Sınırlar, Neden?
Amcamın cenaze merasimi için köydeyim.
Sıcak bir yaz günü.
Avluda ölünün gömülme zamanını bekleyen sıkıntılı bir kalabalık.Plastik sandalyeler gölgelik ağaçların altına öbek öbek dizilmiş.Amcam için kavrulmuş helva adet olduğu üzere başörtülü bir kadın tarafından plastik bir tepsinin içinde dolaştırılıyor.Ağır bir hava çökmüş alana,sanki herkesin üzerine ölü toprağı serpilmiş.
Avlunun orta yerine gelir gelmez yerleşen şişman ve iriyarı yaşlı bir adam, görünümüyle uyumlu güçlü, tok sesiyle bitmeyen bir konuşmayı başlatıyor. Sonradan babamın halasının oğlu olduğunu öğrendiğim altın dişli köylü kasketli bu adam, şehvetle konuşuyor da konuşuyor. Önce onu dinlemeyi reddettiğimi farkediyorum bilincinde olmadan.Sevimsiz geliyor bana teklifsiz konuşması,kendine aşırı güvenli tavırları.Sınırlarımın ihlal edildiğini hissediyorum.Bir ara gözü bana takılıyor.Bir numara traşlı başım için bir şeyler geveliyor beğenmediğini ortaya koymak için.Kulağım küpeli halimi görseydi kimbilir daha neler yumurtlardı bu tavuk adam ?

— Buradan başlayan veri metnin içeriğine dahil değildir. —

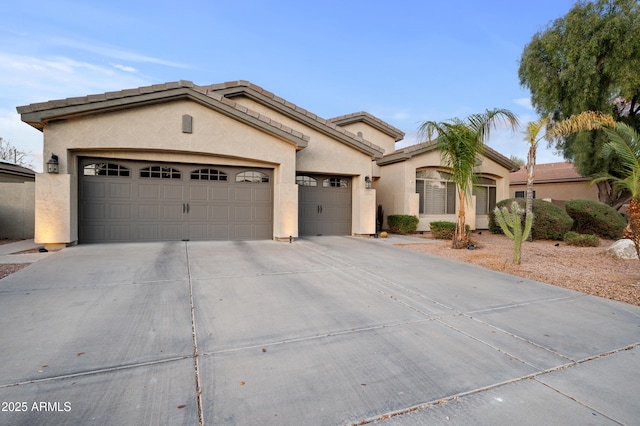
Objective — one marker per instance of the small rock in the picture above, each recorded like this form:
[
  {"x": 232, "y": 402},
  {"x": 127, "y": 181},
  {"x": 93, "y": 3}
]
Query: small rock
[{"x": 623, "y": 249}]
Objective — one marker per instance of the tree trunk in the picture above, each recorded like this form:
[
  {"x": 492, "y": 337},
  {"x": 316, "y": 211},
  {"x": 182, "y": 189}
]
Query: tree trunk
[
  {"x": 633, "y": 228},
  {"x": 531, "y": 164},
  {"x": 460, "y": 239}
]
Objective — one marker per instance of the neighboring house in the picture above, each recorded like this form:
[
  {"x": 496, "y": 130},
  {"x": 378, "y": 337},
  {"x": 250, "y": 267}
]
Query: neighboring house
[
  {"x": 558, "y": 182},
  {"x": 229, "y": 161},
  {"x": 17, "y": 205}
]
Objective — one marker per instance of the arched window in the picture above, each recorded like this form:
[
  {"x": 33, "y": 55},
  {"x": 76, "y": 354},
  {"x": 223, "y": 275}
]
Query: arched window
[
  {"x": 160, "y": 172},
  {"x": 437, "y": 192},
  {"x": 485, "y": 192},
  {"x": 105, "y": 169},
  {"x": 252, "y": 176},
  {"x": 306, "y": 181},
  {"x": 208, "y": 174},
  {"x": 335, "y": 183}
]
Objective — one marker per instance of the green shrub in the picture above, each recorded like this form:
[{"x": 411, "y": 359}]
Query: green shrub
[
  {"x": 551, "y": 222},
  {"x": 594, "y": 217},
  {"x": 581, "y": 240},
  {"x": 442, "y": 230},
  {"x": 402, "y": 223}
]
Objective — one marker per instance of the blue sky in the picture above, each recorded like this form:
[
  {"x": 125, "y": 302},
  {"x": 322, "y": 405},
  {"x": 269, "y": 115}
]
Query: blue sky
[{"x": 402, "y": 61}]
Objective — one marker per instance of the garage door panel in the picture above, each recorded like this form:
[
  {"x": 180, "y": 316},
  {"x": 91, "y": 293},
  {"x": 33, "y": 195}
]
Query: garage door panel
[
  {"x": 92, "y": 190},
  {"x": 120, "y": 190},
  {"x": 219, "y": 231},
  {"x": 172, "y": 192},
  {"x": 219, "y": 213},
  {"x": 262, "y": 195},
  {"x": 151, "y": 202},
  {"x": 220, "y": 194},
  {"x": 93, "y": 211},
  {"x": 120, "y": 232},
  {"x": 198, "y": 193},
  {"x": 324, "y": 210},
  {"x": 149, "y": 212},
  {"x": 242, "y": 194},
  {"x": 120, "y": 212},
  {"x": 172, "y": 212},
  {"x": 149, "y": 191}
]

Omurcalı Hüseyin lakaplı lafazanın lafı döndürüp dolaştırıp mübadeleye getirmesiyle konu benim için de ilginç hale geliyor. Savaşın hemen sonrasındaki mübadeleyle, ailesi ve bir kısım akrabasıyla birlikte Türkiye-Yunanistan sınırında lakabında geçen köye yerleştiriliyorlar. İki ülkeyi ayıran nehrin bu tarafında geçen çocukluk yıllarını anlatırken,nehrin aslında bir sınır olmadığını hatırlıyor. Özellikle yazları azalan suyuyla geçiş için yol veren nehrin her iki tarafından karşılıklı geçişler olurmuş.Nehrin iki yakasındaki halk birbiriyle selamlaşır, alışveriş içinde olup karşılıklı yardımlaşırmış.Tatlı bir hayattı diyor Omurcalı, iri dudaklarını şapırdatarak sanki az önce kallavi bir baklava dilimini gövdeye yuvarlamış gibi.Birbirimizle temas halindeydik,uzaktan da olsa birbirimizin gözünün içine bakardık diyor.
Bundan sonrasını Hüseyin’den dinleyelim, o olan biteni anlatmada benden daha mahir.
Bir gün nehire testiyle su doldurmaya indim.Testiyi yan yatırıp nehrin dibine itip doldururken nehrin öte yanından kır bir at gelip yanıbaşımda durup su içmeye başladı.Benim testi su doldukça lüp lüp ediyor,at ise arada soluklanıp bürş diye ünlüyor. Bir an atla gözgöze geldik.Ben testimi doldururken, at gözlerini benden ayırmadan suyunu içmeye devam etti.Diyeceğim o ki,insanın insanla insanın hayvanla yaşadığı yıllardı. Sınırlar,ayrılıklar bugünkü kadar keskin değildi.İnsanca yaşayıp gidiyorduk. Ta ki serbest akıp giden nehir sınır bellenip, her iki tarafı dikenli tellerle,askerlerle,nöbetçi kulubeleriyle tahkim edilene kadar.
Omurcalı Hüseyin bu kısacık anlatısıyla beni zihnimdeki sınırlar hakkında düşünmeye yönlendirmişti.
Anlamak için önyargısız dinlemek gerekliydi.Her insandan öğrenecek şeyler olabilirdi.
Sınır bellediğimiz birçok şey de yapay olabilirdi.
Sıcak,besleyen ilişki sınırları netleştiren asıl kaynaktı.
İnsan kendini ancak bir ilişki içinde bulabilir ve anlamlandırabilirdi.